Функции символа, как и ряд его свойств, обоснованы диалектикой неоплатонической триады μονήπρόοδοςἐπιστροφή, а также диалектикой единого и многого. Исходная точка – самотождественный покой (μονή) Бога. Бог, либо по собственному волению, либо в синергии с человеком, теургически выражает Себя в «разнообразии (ποικιλία) и множестве раздельных символов» (EH 1.4, 67.5–6) – это стадия πρόοδος[19], переход от единства к множеству и от простоты к разнообразию. Здесь символ имеет по преимуществу выражающее значение, что обозначается как «σῆμα» и «σύνθημα». Диалектика выражения предполагает, что символ, с одной стороны, выражает символизируемое, но с другой (поскольку его символизм приобретенный и имеет собственную природу, вообще говоря, несходную с первообразом), не во всём ему соответствует. Так в каждом символе возникает диалектика «подобия» и «неподобия». Этой паре соответствует пара манифестирующей и охранительной функций символа: являть что-либо он может вследствие подобия, а скрывать – вследствие различия.
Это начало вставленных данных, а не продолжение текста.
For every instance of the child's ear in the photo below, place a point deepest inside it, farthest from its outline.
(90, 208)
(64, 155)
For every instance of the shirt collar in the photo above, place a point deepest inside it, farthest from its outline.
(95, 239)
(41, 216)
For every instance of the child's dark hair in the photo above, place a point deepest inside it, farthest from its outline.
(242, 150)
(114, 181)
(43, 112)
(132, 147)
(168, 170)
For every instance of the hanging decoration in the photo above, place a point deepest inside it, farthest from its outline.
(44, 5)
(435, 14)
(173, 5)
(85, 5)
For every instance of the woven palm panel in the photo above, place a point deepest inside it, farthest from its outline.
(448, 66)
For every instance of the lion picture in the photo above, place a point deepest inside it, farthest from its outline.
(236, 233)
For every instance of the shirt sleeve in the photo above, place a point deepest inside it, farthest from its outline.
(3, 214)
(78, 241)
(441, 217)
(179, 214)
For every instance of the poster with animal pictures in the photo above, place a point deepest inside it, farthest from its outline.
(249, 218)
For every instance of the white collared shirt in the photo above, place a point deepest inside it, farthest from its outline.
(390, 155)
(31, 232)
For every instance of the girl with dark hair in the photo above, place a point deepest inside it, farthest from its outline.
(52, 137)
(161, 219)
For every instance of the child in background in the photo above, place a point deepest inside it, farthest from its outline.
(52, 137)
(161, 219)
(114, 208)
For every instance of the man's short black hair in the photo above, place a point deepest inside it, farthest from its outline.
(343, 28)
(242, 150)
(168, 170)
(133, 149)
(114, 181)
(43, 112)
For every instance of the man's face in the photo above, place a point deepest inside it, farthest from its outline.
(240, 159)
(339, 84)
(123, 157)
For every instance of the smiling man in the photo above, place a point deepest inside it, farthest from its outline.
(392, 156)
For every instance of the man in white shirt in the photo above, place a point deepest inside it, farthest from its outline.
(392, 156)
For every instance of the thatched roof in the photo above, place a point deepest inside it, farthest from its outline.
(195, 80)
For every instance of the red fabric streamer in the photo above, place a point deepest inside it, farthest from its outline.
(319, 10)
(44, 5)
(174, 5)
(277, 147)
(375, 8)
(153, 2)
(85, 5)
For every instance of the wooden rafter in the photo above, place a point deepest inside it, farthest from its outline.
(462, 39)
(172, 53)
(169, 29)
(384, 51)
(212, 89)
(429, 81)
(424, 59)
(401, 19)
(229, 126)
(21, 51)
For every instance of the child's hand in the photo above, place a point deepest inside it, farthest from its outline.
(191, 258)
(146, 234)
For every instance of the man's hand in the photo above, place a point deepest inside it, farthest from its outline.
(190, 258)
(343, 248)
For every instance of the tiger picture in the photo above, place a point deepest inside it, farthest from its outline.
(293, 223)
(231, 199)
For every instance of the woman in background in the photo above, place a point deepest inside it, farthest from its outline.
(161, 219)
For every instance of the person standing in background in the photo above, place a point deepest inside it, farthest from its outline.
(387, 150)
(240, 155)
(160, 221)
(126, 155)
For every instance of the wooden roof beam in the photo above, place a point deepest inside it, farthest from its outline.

Символ в аспекте знака вводит отношение референта и денотата. Поскольку и чувственный мир, и умопостигаемый имеют иерархическое устроение, возможна классификация символов по иерархическому статусу как референтого момента, так и денотативного. Мы видели, что обе эти возможности учитываются ДА. Символ в аспекте знака рассматривается рациональным способом, и само рациональное мышление оперирует семантическими конструкциями. Когда символы располагаются иерархически ниже божественных имён и догматических определений, то речь идёт именно о семантико-семиотическом понимании символа.

Следующий шаг (здесь диалектика ДА отходит от обычного неоплатонического сценария) – перенесение символа в область человеческого восприятия: появляется новый актор, которого не было сначала и участие которого не вытекает из логики предыдущих ступеней, это человек. Если появление символов – прямой результат теургической πρόοδος Бога, то человек существует до и независимо от появляющегося символа, и потому его присоединение к этой схеме требует объяснения[20].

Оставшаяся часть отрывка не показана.